Verrotti Alberto, Palka Chiara, Prezioso Giovanni, Alfonsi Melissa, Calabrese Giuseppe, Palka Giandomenico, Chiarelli Francesco
Department of Pediatrics, University of Perugia, Perugia, Italy.
Cytogenet Genome Res. 2015;146(2):115-119. doi: 10.1159/000438502. Epub 2015 Aug 13.
We report the first case of an 18p11.32 deletion, detected by array CGH, associated with a drug-resistant form of atypical absence epilepsy, global developmental delay and no signs of holoprosencephaly (HPE). In particular, this region encompasses 19 genes, and none of these genes have been strictly associated with epilepsy. Among these, TGIF1 is expressed in the fetal and adult nervous system, and its deletion has been related to central nervous system diseases. TGIF1 deletions have previously been reported in patients with a comparable phenotype as seen in our case and in children whose neurological signs and symptoms were considerable, but not epileptiform. Mutations and deletions involving the TGIF1 gene have been described in patients with HPE in an autosomal dominant model of inheritance. However, TGIF1 mutations have also been reported in normal individuals and in patients with mental retardation or showing a very mild phenotype, suggesting the characteristic of incomplete penetrance and variable expressivity. Therefore, a TGIF1 deletion may not be always related to HPE, and it may have a link to the development of epilepsy.
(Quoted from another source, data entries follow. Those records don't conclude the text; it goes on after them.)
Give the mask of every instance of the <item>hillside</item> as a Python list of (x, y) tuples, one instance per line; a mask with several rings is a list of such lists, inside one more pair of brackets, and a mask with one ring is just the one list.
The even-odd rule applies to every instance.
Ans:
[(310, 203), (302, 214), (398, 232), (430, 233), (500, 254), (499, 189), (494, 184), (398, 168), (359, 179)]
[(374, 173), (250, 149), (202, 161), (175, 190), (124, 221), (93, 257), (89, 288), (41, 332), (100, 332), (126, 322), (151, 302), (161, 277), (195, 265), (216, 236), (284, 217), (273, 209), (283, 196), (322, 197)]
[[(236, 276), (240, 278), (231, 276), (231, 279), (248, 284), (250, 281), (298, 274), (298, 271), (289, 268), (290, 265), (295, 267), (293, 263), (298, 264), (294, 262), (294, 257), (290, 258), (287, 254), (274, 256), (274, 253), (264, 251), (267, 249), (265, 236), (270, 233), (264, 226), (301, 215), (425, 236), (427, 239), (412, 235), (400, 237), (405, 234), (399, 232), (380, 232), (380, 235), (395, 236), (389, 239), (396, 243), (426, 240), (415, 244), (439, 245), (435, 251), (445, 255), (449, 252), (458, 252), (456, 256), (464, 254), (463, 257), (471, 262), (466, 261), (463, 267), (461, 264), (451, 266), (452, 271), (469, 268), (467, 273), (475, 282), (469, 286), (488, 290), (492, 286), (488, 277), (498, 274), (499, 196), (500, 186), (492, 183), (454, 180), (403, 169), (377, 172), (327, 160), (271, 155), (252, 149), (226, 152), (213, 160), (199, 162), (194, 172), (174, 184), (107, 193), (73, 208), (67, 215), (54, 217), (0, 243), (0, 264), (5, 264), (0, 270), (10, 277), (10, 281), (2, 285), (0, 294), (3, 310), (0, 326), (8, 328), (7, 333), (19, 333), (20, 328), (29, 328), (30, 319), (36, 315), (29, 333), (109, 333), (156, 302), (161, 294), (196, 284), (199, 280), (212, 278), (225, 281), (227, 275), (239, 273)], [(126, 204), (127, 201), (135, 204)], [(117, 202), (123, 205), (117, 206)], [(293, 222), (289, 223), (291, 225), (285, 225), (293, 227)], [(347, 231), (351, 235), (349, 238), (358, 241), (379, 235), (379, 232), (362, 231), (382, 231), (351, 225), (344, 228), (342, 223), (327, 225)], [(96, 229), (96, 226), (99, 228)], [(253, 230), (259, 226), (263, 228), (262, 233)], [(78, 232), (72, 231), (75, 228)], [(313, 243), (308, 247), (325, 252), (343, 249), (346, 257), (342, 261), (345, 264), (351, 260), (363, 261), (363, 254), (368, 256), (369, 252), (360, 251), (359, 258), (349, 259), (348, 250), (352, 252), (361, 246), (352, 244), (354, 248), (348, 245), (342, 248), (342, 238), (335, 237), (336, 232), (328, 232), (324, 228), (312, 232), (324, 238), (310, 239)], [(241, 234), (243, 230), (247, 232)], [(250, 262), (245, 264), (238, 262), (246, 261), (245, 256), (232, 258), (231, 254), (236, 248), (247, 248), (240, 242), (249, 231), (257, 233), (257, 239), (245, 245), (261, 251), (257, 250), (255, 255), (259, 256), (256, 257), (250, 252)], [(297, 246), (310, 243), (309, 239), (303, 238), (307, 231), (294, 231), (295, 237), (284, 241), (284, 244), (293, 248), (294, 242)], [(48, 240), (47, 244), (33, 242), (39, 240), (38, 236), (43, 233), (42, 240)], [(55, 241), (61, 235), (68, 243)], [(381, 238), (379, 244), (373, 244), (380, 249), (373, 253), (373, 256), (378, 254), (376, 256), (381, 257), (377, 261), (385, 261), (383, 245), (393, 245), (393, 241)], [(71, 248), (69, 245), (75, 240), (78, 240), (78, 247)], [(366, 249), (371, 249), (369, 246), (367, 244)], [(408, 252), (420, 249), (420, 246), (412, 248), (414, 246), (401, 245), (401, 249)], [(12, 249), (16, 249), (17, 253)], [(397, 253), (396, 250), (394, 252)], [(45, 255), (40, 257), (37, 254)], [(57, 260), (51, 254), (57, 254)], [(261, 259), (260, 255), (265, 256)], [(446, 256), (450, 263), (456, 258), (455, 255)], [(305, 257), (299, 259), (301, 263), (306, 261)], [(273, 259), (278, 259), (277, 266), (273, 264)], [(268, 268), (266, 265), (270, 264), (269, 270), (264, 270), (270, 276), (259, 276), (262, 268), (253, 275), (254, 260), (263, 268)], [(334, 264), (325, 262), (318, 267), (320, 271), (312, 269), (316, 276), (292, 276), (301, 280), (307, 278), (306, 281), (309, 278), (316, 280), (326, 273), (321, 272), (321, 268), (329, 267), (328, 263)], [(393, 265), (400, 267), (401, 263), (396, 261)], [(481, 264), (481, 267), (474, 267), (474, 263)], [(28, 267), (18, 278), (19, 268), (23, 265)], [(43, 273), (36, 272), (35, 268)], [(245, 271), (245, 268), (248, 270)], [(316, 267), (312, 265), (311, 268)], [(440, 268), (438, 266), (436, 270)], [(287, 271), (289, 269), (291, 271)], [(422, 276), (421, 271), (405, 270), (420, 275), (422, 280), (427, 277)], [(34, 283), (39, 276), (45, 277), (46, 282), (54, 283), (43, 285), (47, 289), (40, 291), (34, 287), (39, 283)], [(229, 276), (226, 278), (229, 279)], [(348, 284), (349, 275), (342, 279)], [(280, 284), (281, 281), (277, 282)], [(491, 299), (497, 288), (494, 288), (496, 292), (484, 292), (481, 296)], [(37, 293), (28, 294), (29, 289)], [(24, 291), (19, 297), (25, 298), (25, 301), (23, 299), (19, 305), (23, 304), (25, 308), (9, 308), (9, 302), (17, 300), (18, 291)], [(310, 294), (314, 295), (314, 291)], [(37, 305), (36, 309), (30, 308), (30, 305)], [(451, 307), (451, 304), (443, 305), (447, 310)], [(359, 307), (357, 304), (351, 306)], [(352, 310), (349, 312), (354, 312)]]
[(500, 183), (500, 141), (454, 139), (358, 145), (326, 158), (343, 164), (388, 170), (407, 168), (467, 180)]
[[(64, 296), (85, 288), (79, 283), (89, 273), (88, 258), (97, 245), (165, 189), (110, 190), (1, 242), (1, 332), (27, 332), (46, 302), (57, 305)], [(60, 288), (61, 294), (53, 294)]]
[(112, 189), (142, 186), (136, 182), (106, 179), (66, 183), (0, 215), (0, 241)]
我们报告了首例通过阵列比较基因组杂交(array CGH)检测到的18p11.32缺失病例,该病例与耐药型非典型失神癫痫、全面发育迟缓相关,且无脑前脑无裂畸形(HPE)迹象。具体而言,该区域包含19个基因,且这些基因均未与癫痫严格相关。其中,TGIF1在胎儿及成人神经系统中表达,其缺失与中枢神经系统疾病有关。此前在具有与我们病例类似表型的患者以及神经体征和症状明显但无癫痫样表现的儿童中曾报道过TGIF1缺失。在常染色体显性遗传模式下,HPE患者中曾描述过涉及TGIF1基因的突变和缺失。然而,正常个体以及智力发育迟缓或表现出非常轻微表型的患者中也报道过TGIF1突变,提示其具有不完全外显率和可变表达性的特征。因此,TGIF1缺失可能并非总是与HPE相关,且可能与癫痫的发生有关。